Segrave’s record-breaking anniversaryby Gordon Kirby on 29th March 2012
Eighty-five years ago today, March 29, 1927, Major Henry Segrave became the first man to exceed 200mph on land.
Aboard his 1000bhp Sunbeam ‘Mystery S’, Segrave roared through the measured mile on Daytona Beach, first heading south, then returning to the north, averaging 203.98mph.
Record runs on Daytona Beach began in 1903 and in 1920 Indy stars Jimmy Murphy and Tommy Milton became the first men to break 150mph driving Milton’s twin-engined Duesenberg based on an Indy car. Two years later Sig Haugdahl pushed the mark to 180mph driving his own car called the Wisconsin Special powered by a 642 cubic inch six-cylinder engine. Haugdahl was a multiple champion in IMCA, a midwestern dirt track series, and although IMCA officials recorded and confirmed his record, it wasn’t recognised by the AAA, America’s dominant sanctioning body in those days.

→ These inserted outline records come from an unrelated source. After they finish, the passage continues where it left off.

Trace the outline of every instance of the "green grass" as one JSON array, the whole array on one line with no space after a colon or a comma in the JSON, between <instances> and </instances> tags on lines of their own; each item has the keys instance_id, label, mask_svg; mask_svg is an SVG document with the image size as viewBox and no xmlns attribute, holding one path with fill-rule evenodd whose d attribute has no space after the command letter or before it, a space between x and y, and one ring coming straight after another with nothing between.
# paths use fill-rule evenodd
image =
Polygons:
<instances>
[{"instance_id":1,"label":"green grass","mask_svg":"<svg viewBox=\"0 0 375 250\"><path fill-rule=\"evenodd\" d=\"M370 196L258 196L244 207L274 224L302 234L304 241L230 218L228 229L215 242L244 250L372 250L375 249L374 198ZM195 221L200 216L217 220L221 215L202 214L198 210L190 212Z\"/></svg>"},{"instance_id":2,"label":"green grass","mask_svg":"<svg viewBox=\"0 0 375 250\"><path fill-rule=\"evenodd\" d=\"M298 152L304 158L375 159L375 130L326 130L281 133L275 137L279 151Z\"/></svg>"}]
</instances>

Segrave of course had made his name by winning the JCC 200-mile race at Brooklands three times in 1921, ‘25 and ‘26, and leading the Sunbeam team to victory in the French Grand Prix in 1923 and the following year’s San Sebastien GP. Segrave and archrival Malcolm Campbell then began chasing the Land Speed Record with Segrave running his Sunbeam on the beach in Southport and Campbell running at Pendine Sands in Wales. But in 1926 Segrave decided to build a monstrous new car and run it on Daytona Beach in Florida.
Built in Wolverhampton, Segrave’s Sunbeam Land Speed Record car was powered by a pair of V-12 aircraft engines displacing 2,738 cubic inches. One engine was mounted in front of the driver, the other behind him. The rear engine was started by compressed air and in turn fired up the front engine through a friction drive. When both engines were fired they were locked together by a dog clutch and drove through a three-speed gearbox to countershafts and chains on wheel sprockets. Quite a fearful device to push down a rather narrow undulating sand beach at more than three miles per minute...
That spring day in 1927 Segrave also introduced the crash helmet to America. In a time when racing drivers wore cloth or leather helmets Segrave is credited as being the first driver to wear a helmet in a major American auto-racing event.
Segrave’s arrival in Daytona in 1927 marked the beginning of a new era in Land Speed Record history. In 1928 he was challenged and beaten by Malcolm Campbell and American Ray Keech before regaining the record at 231mph in 1929 aboard his Golden Arrow. Segrave also set the Water Speed Record in 1929 aboard his boat ‘Miss England’ only to be killed on Lake Windermere on June 13, 1930 while attempting to set a new record.
In succeeding years Malcolm Campbell’s succession of spectacular Bluebirds drove through the 240 and 250mph barriers in 1931 and ‘32, leaving the mark at 272.108 mph in 1933. That was the end of the era of record runs on Daytona Beach as everyone departed for the much safer, almost endlessly wide and hard-packed Bonneville Salt Flats in Utah where in time speeds would proceed through the 600mph and 700mph barriers.